I knocked on the front door. I must have half expected to find her dead, or gone, because her immediate response took me by surprise.

As if she'd been waiting there all night, she said through the door, 'Who is that? Rico?'

I didn't answer her. We stood on opposite sides of the door in a long waiting silence. It was unevenly filled by the noise of the waves that mounted the beach like giant blundering footsteps and then slid back again.

'Who is that?' she said on a rising note.

'Archer.'

'Go away.'

'Should I go and get Captain Mackendrick?'

There was another silence, measured by the thumping, slumping footsteps of the sea. Then she unlocked the door and opened it.
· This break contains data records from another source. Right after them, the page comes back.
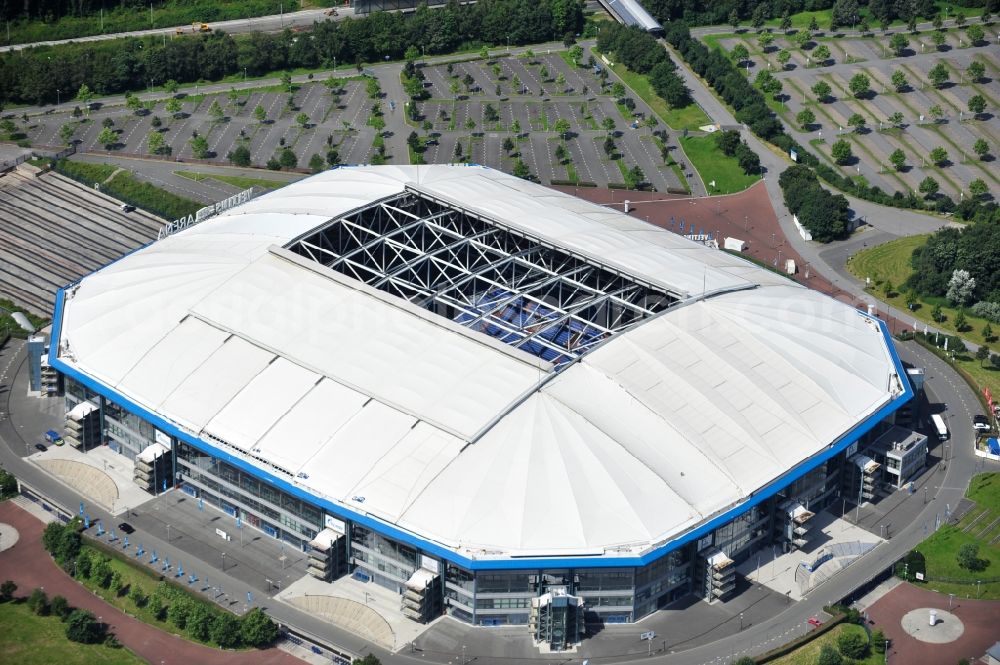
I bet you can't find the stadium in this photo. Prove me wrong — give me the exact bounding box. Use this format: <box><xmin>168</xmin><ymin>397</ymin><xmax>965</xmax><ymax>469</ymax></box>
<box><xmin>49</xmin><ymin>165</ymin><xmax>912</xmax><ymax>648</ymax></box>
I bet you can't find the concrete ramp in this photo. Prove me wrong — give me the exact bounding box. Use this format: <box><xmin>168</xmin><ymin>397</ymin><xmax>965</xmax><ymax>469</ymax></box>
<box><xmin>35</xmin><ymin>459</ymin><xmax>118</xmax><ymax>510</ymax></box>
<box><xmin>286</xmin><ymin>596</ymin><xmax>396</xmax><ymax>651</ymax></box>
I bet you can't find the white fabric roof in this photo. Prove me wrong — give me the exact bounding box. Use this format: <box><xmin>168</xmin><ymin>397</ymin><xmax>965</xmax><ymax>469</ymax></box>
<box><xmin>59</xmin><ymin>166</ymin><xmax>899</xmax><ymax>557</ymax></box>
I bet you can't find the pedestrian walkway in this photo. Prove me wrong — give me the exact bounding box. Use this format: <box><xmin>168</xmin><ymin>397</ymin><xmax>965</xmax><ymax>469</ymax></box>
<box><xmin>0</xmin><ymin>501</ymin><xmax>302</xmax><ymax>665</ymax></box>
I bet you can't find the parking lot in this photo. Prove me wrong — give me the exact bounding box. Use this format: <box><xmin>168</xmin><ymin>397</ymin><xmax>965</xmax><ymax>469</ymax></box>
<box><xmin>18</xmin><ymin>51</ymin><xmax>686</xmax><ymax>191</ymax></box>
<box><xmin>720</xmin><ymin>28</ymin><xmax>1000</xmax><ymax>201</ymax></box>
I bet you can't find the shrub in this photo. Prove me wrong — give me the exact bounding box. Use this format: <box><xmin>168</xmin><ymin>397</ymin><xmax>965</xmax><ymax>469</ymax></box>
<box><xmin>26</xmin><ymin>589</ymin><xmax>49</xmax><ymax>616</ymax></box>
<box><xmin>66</xmin><ymin>610</ymin><xmax>104</xmax><ymax>644</ymax></box>
<box><xmin>212</xmin><ymin>612</ymin><xmax>241</xmax><ymax>649</ymax></box>
<box><xmin>0</xmin><ymin>580</ymin><xmax>17</xmax><ymax>603</ymax></box>
<box><xmin>837</xmin><ymin>631</ymin><xmax>868</xmax><ymax>660</ymax></box>
<box><xmin>49</xmin><ymin>596</ymin><xmax>72</xmax><ymax>621</ymax></box>
<box><xmin>240</xmin><ymin>607</ymin><xmax>279</xmax><ymax>649</ymax></box>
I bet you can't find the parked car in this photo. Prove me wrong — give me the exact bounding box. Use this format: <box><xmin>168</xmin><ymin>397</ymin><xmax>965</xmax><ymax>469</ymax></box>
<box><xmin>972</xmin><ymin>414</ymin><xmax>990</xmax><ymax>432</ymax></box>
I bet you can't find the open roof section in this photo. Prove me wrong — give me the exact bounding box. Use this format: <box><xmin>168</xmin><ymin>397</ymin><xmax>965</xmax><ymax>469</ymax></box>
<box><xmin>288</xmin><ymin>186</ymin><xmax>681</xmax><ymax>367</ymax></box>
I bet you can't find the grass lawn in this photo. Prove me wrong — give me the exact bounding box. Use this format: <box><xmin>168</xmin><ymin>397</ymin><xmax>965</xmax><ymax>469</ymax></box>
<box><xmin>77</xmin><ymin>546</ymin><xmax>238</xmax><ymax>647</ymax></box>
<box><xmin>680</xmin><ymin>135</ymin><xmax>760</xmax><ymax>194</ymax></box>
<box><xmin>917</xmin><ymin>473</ymin><xmax>1000</xmax><ymax>599</ymax></box>
<box><xmin>847</xmin><ymin>235</ymin><xmax>1000</xmax><ymax>350</ymax></box>
<box><xmin>770</xmin><ymin>623</ymin><xmax>883</xmax><ymax>665</ymax></box>
<box><xmin>0</xmin><ymin>600</ymin><xmax>145</xmax><ymax>665</ymax></box>
<box><xmin>600</xmin><ymin>57</ymin><xmax>712</xmax><ymax>129</ymax></box>
<box><xmin>174</xmin><ymin>171</ymin><xmax>292</xmax><ymax>189</ymax></box>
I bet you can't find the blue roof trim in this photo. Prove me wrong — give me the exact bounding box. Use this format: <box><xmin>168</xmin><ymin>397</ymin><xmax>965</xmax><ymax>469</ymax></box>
<box><xmin>49</xmin><ymin>289</ymin><xmax>913</xmax><ymax>571</ymax></box>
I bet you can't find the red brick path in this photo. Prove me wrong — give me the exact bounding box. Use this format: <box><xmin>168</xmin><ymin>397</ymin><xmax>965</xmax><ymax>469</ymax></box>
<box><xmin>0</xmin><ymin>501</ymin><xmax>302</xmax><ymax>665</ymax></box>
<box><xmin>868</xmin><ymin>584</ymin><xmax>1000</xmax><ymax>665</ymax></box>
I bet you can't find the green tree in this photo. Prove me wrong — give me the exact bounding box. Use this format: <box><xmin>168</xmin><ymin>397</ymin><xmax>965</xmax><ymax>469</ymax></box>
<box><xmin>969</xmin><ymin>178</ymin><xmax>990</xmax><ymax>199</ymax></box>
<box><xmin>849</xmin><ymin>72</ymin><xmax>871</xmax><ymax>97</ymax></box>
<box><xmin>955</xmin><ymin>543</ymin><xmax>985</xmax><ymax>572</ymax></box>
<box><xmin>76</xmin><ymin>83</ymin><xmax>94</xmax><ymax>114</ymax></box>
<box><xmin>889</xmin><ymin>148</ymin><xmax>906</xmax><ymax>171</ymax></box>
<box><xmin>97</xmin><ymin>127</ymin><xmax>118</xmax><ymax>150</ymax></box>
<box><xmin>837</xmin><ymin>630</ymin><xmax>868</xmax><ymax>660</ymax></box>
<box><xmin>918</xmin><ymin>176</ymin><xmax>941</xmax><ymax>199</ymax></box>
<box><xmin>25</xmin><ymin>588</ymin><xmax>49</xmax><ymax>616</ymax></box>
<box><xmin>49</xmin><ymin>596</ymin><xmax>70</xmax><ymax>621</ymax></box>
<box><xmin>969</xmin><ymin>95</ymin><xmax>986</xmax><ymax>115</ymax></box>
<box><xmin>226</xmin><ymin>143</ymin><xmax>251</xmax><ymax>168</ymax></box>
<box><xmin>208</xmin><ymin>99</ymin><xmax>226</xmax><ymax>122</ymax></box>
<box><xmin>816</xmin><ymin>644</ymin><xmax>844</xmax><ymax>665</ymax></box>
<box><xmin>188</xmin><ymin>134</ymin><xmax>209</xmax><ymax>159</ymax></box>
<box><xmin>185</xmin><ymin>603</ymin><xmax>213</xmax><ymax>642</ymax></box>
<box><xmin>965</xmin><ymin>60</ymin><xmax>986</xmax><ymax>83</ymax></box>
<box><xmin>811</xmin><ymin>81</ymin><xmax>832</xmax><ymax>102</ymax></box>
<box><xmin>211</xmin><ymin>612</ymin><xmax>241</xmax><ymax>649</ymax></box>
<box><xmin>955</xmin><ymin>309</ymin><xmax>966</xmax><ymax>332</ymax></box>
<box><xmin>976</xmin><ymin>344</ymin><xmax>990</xmax><ymax>367</ymax></box>
<box><xmin>125</xmin><ymin>92</ymin><xmax>142</xmax><ymax>113</ymax></box>
<box><xmin>66</xmin><ymin>610</ymin><xmax>104</xmax><ymax>644</ymax></box>
<box><xmin>732</xmin><ymin>43</ymin><xmax>750</xmax><ymax>65</ymax></box>
<box><xmin>891</xmin><ymin>69</ymin><xmax>909</xmax><ymax>92</ymax></box>
<box><xmin>830</xmin><ymin>139</ymin><xmax>854</xmax><ymax>166</ymax></box>
<box><xmin>927</xmin><ymin>62</ymin><xmax>951</xmax><ymax>88</ymax></box>
<box><xmin>972</xmin><ymin>139</ymin><xmax>990</xmax><ymax>159</ymax></box>
<box><xmin>278</xmin><ymin>148</ymin><xmax>299</xmax><ymax>169</ymax></box>
<box><xmin>167</xmin><ymin>595</ymin><xmax>193</xmax><ymax>630</ymax></box>
<box><xmin>146</xmin><ymin>132</ymin><xmax>166</xmax><ymax>155</ymax></box>
<box><xmin>555</xmin><ymin>118</ymin><xmax>569</xmax><ymax>139</ymax></box>
<box><xmin>240</xmin><ymin>607</ymin><xmax>280</xmax><ymax>649</ymax></box>
<box><xmin>889</xmin><ymin>32</ymin><xmax>910</xmax><ymax>57</ymax></box>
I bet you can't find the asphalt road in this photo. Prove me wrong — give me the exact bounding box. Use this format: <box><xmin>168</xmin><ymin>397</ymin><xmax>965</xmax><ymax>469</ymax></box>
<box><xmin>0</xmin><ymin>7</ymin><xmax>344</xmax><ymax>53</ymax></box>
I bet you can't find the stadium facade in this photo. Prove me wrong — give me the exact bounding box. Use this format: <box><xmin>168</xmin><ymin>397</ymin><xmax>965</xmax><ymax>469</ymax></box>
<box><xmin>50</xmin><ymin>166</ymin><xmax>912</xmax><ymax>648</ymax></box>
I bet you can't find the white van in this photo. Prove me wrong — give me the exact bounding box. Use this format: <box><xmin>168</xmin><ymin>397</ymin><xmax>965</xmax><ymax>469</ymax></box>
<box><xmin>931</xmin><ymin>413</ymin><xmax>948</xmax><ymax>441</ymax></box>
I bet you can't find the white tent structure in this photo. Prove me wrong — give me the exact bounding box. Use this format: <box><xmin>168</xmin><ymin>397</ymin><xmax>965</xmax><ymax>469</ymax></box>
<box><xmin>53</xmin><ymin>166</ymin><xmax>903</xmax><ymax>559</ymax></box>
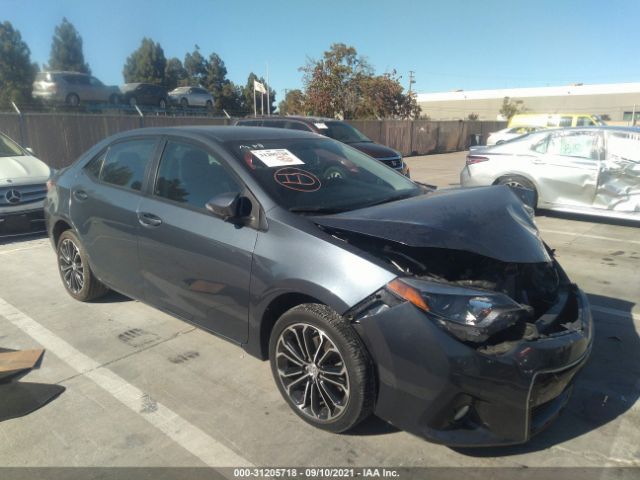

There were no lights in the hallway or, so far as I could see, in the house. Against the interior darkness, her hair and her face were the same silvery color. She had on a high-necked dark dress, which suggested that she was a widow and made me wonder if she was.

'Come in if you must,' she said in a small cold voice.

I followed her into the main room where her party had been held. She switched on a floor lamp above an armchair and stood beside it waiting. We faced each other in dead silence. Her party had left no echoes in the room.

Finally she said, 'I know your type. You're one of these self-elected experts who can't keep his sharp little nose out of other people's business. You just can't bear to see them live their lives without your horning in, can you?'

She flushed, perhaps partly in anger. But what she was saying seemed to have other pressures behind it, too.

I said, 'You call this a life that you're living? Covering up a murder for a man you haven't seen in twenty-five years. Sleeping with a boy-man like Rico to keep him quiet.'

As if the lighting in the room had changed drastically, the color left her face and her eyes darkened.

'Nobody talks to me like that.'

'You might as well get used to it. When the D.A.'s men make their case in Superior Court, they won't be mincing their words.'

'The case will never get to court. There is no case.' But her eyes were strained and questioning, trying to see over the sharp edge of the present.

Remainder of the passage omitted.